Terminal-Bench 2.0 released: a more rigorous benchmark for large-scale evaluation and improvement of AI agents in the terminal.

Terminal-Bench 2.0 - a more complex and better-verified version of the standard benchmark for terminal tasks. More complex tasks and enhanced quality checks (manual and LM-assisted), unstable cases from 1.0 fixed (for example, dependence on changing YouTube anti-bot protection). Emphasis on reproducibility and reliability.

For me, it is primarily interesting because the tasks are closer to infrastructure-related ones than other benchmarks, if only because of the interface and tools.

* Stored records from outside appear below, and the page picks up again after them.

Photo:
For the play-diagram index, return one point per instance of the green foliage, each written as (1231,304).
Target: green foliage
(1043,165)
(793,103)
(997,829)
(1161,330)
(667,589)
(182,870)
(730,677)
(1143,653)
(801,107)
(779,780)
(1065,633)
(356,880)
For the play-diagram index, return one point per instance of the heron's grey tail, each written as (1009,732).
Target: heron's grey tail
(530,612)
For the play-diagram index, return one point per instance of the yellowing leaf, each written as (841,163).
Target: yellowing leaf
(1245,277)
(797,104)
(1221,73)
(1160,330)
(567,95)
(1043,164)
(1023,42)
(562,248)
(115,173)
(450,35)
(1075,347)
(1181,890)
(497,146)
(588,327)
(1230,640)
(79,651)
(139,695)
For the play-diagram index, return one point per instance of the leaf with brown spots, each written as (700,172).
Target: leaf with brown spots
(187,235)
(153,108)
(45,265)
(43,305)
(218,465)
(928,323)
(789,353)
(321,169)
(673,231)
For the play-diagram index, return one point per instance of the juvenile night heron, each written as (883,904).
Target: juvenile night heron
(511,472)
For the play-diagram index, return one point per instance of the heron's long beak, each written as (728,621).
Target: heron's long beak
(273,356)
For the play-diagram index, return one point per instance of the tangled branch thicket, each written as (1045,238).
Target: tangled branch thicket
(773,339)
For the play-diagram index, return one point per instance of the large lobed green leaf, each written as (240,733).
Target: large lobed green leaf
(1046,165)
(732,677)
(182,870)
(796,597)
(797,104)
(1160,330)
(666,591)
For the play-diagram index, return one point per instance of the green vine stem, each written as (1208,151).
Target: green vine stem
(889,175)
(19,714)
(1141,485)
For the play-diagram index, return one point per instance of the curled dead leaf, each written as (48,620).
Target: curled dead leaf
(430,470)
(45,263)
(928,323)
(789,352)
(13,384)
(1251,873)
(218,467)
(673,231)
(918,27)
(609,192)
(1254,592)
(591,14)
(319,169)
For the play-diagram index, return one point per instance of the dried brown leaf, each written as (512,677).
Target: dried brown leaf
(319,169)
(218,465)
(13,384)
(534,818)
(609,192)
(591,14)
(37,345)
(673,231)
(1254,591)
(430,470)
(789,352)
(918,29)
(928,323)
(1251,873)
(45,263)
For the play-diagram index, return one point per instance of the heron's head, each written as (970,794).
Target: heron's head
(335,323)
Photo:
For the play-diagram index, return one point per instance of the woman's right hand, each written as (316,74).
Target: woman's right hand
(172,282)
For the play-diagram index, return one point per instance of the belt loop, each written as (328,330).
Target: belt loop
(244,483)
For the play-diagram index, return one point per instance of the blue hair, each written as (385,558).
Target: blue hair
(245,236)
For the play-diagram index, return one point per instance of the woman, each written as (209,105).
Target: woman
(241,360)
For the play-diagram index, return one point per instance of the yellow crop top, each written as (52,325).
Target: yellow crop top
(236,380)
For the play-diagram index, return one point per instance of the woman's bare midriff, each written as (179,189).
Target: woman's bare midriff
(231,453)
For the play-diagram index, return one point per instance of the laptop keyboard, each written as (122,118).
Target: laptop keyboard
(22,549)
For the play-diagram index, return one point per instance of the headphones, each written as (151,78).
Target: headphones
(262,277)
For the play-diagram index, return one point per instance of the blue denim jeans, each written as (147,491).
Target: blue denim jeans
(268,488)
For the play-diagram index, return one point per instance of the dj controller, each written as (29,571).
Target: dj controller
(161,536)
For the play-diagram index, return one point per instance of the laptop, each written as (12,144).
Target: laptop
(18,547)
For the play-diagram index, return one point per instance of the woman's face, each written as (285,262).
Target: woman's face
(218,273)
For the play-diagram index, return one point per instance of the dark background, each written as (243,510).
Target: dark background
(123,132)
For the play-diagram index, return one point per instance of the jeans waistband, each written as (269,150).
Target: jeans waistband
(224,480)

You can view the current top on the page: https://www.tbench.ai/leaderboard/terminal-bench/2.0

Interesting points:

  • For the same model, the choice of agent framework gives up to +10–16 percentage points, which is comparable to a “jump” up or down a model class.
  • For Codex CLI, gpt-5 wins by 10% (49 vs 44) over gpt-5-codex. For others, gpt-5-codex wins.
  • Vendor agent ≠ best:
    • OpenAI: yes, Codex CLI is indeed top.
    • Anthropic and Google: no, their native agents (Claude Code, Gemini CLI) systematically lose to Terminus (benchmark authors)/OpenHands/Mini-SWE.
  • The boundary of capabilities today is the combination of [large closed model] + [strong framework]. Everything else is essentially a compromise on budget/latency.
  • GPT-OSS-20B/120B and small models fall far short of GPT-5/Claude even with a good agent: maximum 18–19% vs 40–50%.
  • For the “middle class” (Haiku, Gemini Flash, Kimi Instruct, Grok, Qwen, GLM), the choice of agent is even more critical: the model itself is weaker, and a good stack pulls it into the 25–30% range instead of 15–20%.